そう言えば、と今更ながらにフェイトは思う。
自分には、家族がいて、友達がいて、相談することができる。
なのはもはやても、それは一緒だし、仲間内は皆そうだ。
身近に家族も友達もいないのは、たった一人。
思わず、考え込んでしまったフェイトを見て、ユーノはどうしたのか、と考える。
「どうしたの、フェイトちゃん?」
「フェイト?」
二人して同じように首を傾げる様子に苦笑して、フェイトは思い切って言葉を繰り出した。
「ユーノは、寂しくない?」
「…え?」
「だって、一人で暮らしていて、個人的な事を相談できる人もいなくて…苦しくないの?」
フェイトに聞かれて、ユーノは考えこむように、空を見上げた。
なのはも、そんなユーノの様子に、どこか不安になって、目の前にあるユーノの腕を抱きしめる。
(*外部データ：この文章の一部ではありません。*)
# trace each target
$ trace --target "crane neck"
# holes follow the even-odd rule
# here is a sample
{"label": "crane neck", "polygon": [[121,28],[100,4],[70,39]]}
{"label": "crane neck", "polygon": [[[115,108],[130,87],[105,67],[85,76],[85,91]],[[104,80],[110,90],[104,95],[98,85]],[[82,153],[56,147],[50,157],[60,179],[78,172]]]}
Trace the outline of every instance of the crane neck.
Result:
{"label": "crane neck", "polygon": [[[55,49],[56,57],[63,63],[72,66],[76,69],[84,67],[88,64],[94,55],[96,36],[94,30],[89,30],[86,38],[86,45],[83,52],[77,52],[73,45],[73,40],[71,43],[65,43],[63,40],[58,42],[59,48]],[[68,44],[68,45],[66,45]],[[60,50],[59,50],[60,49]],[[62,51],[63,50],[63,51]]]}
しかし、フェイトに向き合ったユーノの顔は穏やかなものだった。
「大丈夫だよ。」
「でも…」
「本当に苦しくなったら、連絡できるし。」
その時に、助けてくれればいいよ、と言うユーノの顔は、極自然だった。
本当に、無理もなしで、ただそう思っていた。
「ううん、これからは、私が行くよ。」
「…なのは?」
「ユーノ君が苦しそうだなって思ったら、ユーノ君の所に行くから。」
そう言って、なのははユーノの両腕をしっかりと自分の前で抱きしめる。
その姿はまるで、一人で行かせないはしないから、と言っているようだった。
空を見上げれば、そこには、雲がある。
青い空の中に、白い雲。
秋空にあるそれは、何の違和感もなくて。
「…ありがとう、なのは。」
「苦しくなったら絶対、ユーノ君の傍にいるから。」
だからもう、一人で悩まないでね、となのはは言葉を紡ぐ。
ユーノは眼を閉じて、ゆったりとその言葉を刻みつける。
その柔らかな温かみを腕の中で感じながら、ただのんびりと。
フェイトは、そんな二人の様子を眺めながら、じんわりと心の中が温まるような気がしていた。
やっぱり当分、彼氏はいらない、と思った。
こんな二人の事をのんびりと見ていられれば、それでいい。
ー終わりー
のんびりシリアス?
前回の続きでした〜
結局、このままシリーズになりそうです。